While seeing these squatters invading your home can be a pretty disturbing sight, the good news is, even if your house gets infested, your furniture, clothes, and food items will be safe.
Besides their annoying presence, clover mites leave red stains when crushed. These stains are usually confused with blood, but they’re the red pigments from their bodily fluids. Maybe that’s why people think they’re dangerous bloodsuckers while they’re, in fact, harmless.
Clover mites don’t reproduce indoors, and they will die from dehydration in a few days if they can’t find a food source.
If you are interested we have an entire article about this topic. The article is called, Are Clover Mites Harmful?
Signs Of A Clover Mite Infestation
Clover mites often invade residential areas following heavy rain, excessive heat, or a change in seasons. They appear as moving dark spots to the naked eye, crawling around walls, windows, and doors.
The most obvious sign of an infestation is when you see the reddish creatures crawling on surfaces such as windowsills and siding on your home’s sunny side.
How Did I Get Clover Mites?
The most common reason is a well-fertilized lawn. When a significant population of clover mites grows in your lawn, they’ll most likely find their way into your house through the cracks around the windows and doors.
Clover mites don’t fly and since they’re as small as the head of a pin, even the tiniest gap can be an entry.
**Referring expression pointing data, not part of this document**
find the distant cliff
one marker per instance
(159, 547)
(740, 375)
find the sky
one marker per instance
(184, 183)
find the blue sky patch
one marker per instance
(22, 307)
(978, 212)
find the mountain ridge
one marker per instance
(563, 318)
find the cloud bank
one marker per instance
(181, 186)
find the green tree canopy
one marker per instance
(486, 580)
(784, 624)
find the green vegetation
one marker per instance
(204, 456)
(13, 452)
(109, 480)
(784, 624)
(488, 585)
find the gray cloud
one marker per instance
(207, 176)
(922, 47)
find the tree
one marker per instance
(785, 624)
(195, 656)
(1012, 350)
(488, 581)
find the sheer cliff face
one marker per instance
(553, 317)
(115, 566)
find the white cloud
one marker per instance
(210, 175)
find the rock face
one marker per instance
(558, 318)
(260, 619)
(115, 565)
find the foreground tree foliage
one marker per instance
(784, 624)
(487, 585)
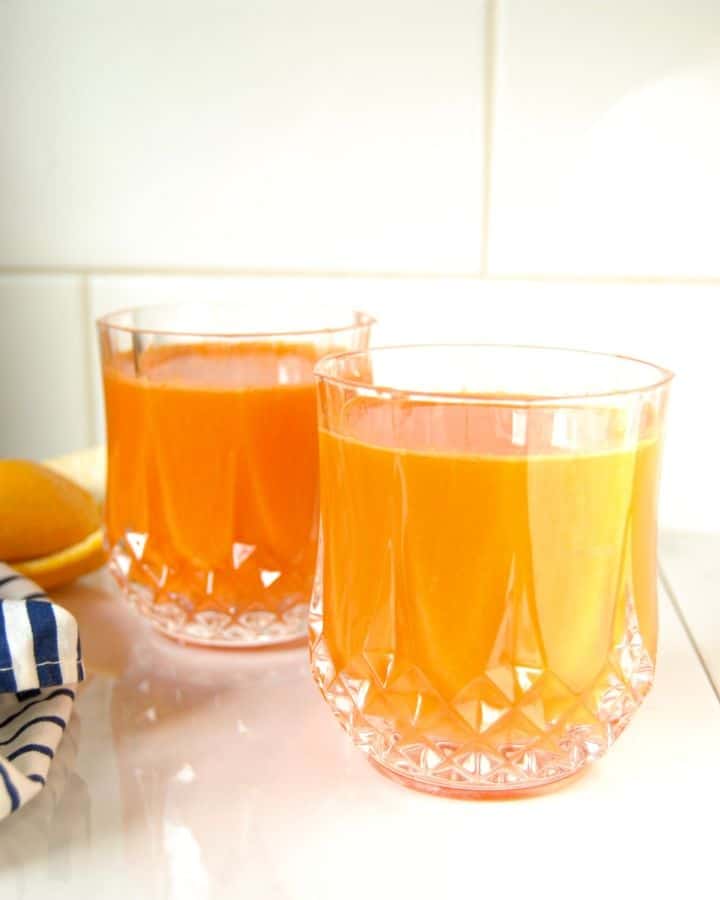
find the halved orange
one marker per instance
(49, 525)
(66, 565)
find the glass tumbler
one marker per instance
(484, 617)
(212, 510)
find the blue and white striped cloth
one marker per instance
(40, 664)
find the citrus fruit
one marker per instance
(72, 562)
(49, 525)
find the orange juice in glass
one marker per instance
(484, 618)
(211, 511)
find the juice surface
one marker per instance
(213, 468)
(464, 567)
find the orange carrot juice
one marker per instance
(212, 479)
(484, 598)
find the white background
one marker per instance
(514, 170)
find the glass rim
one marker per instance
(106, 321)
(386, 391)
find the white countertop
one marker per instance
(197, 774)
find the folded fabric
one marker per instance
(40, 663)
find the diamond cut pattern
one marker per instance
(513, 727)
(207, 607)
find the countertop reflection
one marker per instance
(197, 773)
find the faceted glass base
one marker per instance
(204, 609)
(541, 733)
(472, 792)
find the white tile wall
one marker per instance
(606, 150)
(207, 137)
(206, 133)
(44, 401)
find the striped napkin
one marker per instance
(40, 664)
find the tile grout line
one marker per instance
(665, 582)
(491, 14)
(85, 305)
(497, 277)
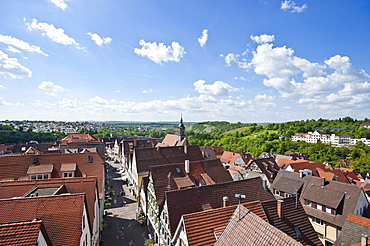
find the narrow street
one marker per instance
(132, 233)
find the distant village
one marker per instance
(64, 193)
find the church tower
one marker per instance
(181, 134)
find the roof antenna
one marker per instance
(239, 196)
(169, 181)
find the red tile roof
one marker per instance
(23, 233)
(80, 139)
(180, 202)
(246, 228)
(293, 216)
(359, 220)
(201, 226)
(15, 167)
(213, 169)
(147, 157)
(86, 185)
(61, 215)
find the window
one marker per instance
(317, 221)
(68, 175)
(309, 203)
(39, 176)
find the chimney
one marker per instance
(364, 240)
(323, 182)
(264, 184)
(280, 208)
(225, 200)
(187, 167)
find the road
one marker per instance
(133, 233)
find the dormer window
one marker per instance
(40, 171)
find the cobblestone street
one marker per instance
(132, 232)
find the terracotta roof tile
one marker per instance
(213, 169)
(23, 233)
(86, 185)
(201, 226)
(180, 202)
(61, 215)
(332, 194)
(246, 228)
(15, 167)
(293, 216)
(147, 157)
(359, 220)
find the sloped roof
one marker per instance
(354, 228)
(246, 228)
(61, 215)
(23, 233)
(201, 226)
(16, 166)
(170, 140)
(289, 182)
(268, 167)
(190, 200)
(85, 185)
(293, 216)
(331, 194)
(147, 157)
(213, 169)
(78, 138)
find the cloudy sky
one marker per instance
(135, 60)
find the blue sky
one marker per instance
(247, 61)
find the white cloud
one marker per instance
(57, 35)
(12, 49)
(20, 44)
(291, 5)
(203, 39)
(99, 40)
(51, 88)
(11, 67)
(326, 85)
(264, 38)
(5, 103)
(160, 53)
(60, 3)
(218, 88)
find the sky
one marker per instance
(247, 61)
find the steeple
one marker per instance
(181, 134)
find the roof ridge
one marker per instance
(46, 154)
(45, 197)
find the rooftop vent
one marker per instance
(178, 170)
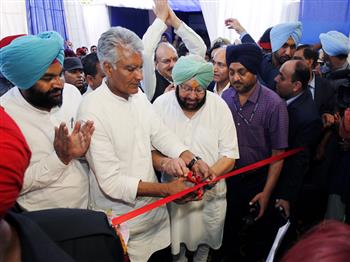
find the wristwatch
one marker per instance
(193, 161)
They may also climb home sidings to infiltrate attics and upper levels.
One of the perfect conditions for a clover mite infestation is thick shrubbery around homes. Vast populations of clover mites exist in the spring and early fall when plants are thriving.
Clover mite infestations are more likely on the south and southwestern sides of buildings since the sunlight is milder. They can often be seen crawling on concrete paths in large numbers.
How Do I Get Rid Of Clover Mites?
If you’re dealing with a full-on infestation, it’s best to hire professional exterminators. However, if the situation isn’t serious, you can handle it on your own.
Use a wet sponge or a vacuum cleaner to remove mites, but be careful not to crush them and cause stains. After collecting the mites, destroy the sweeper bag to avoid further problems. You can burn the bag or move it to a safe disposal area away from buildings.
If you spot large populations of clover mites outside your house, remove all the grass and weeds from around the foundation area and create a vegetation-free strip about two feet wide. The plant-free zone will discourage mites from moving into buildings. This technique is essential on the south and southwest sides of the home structure.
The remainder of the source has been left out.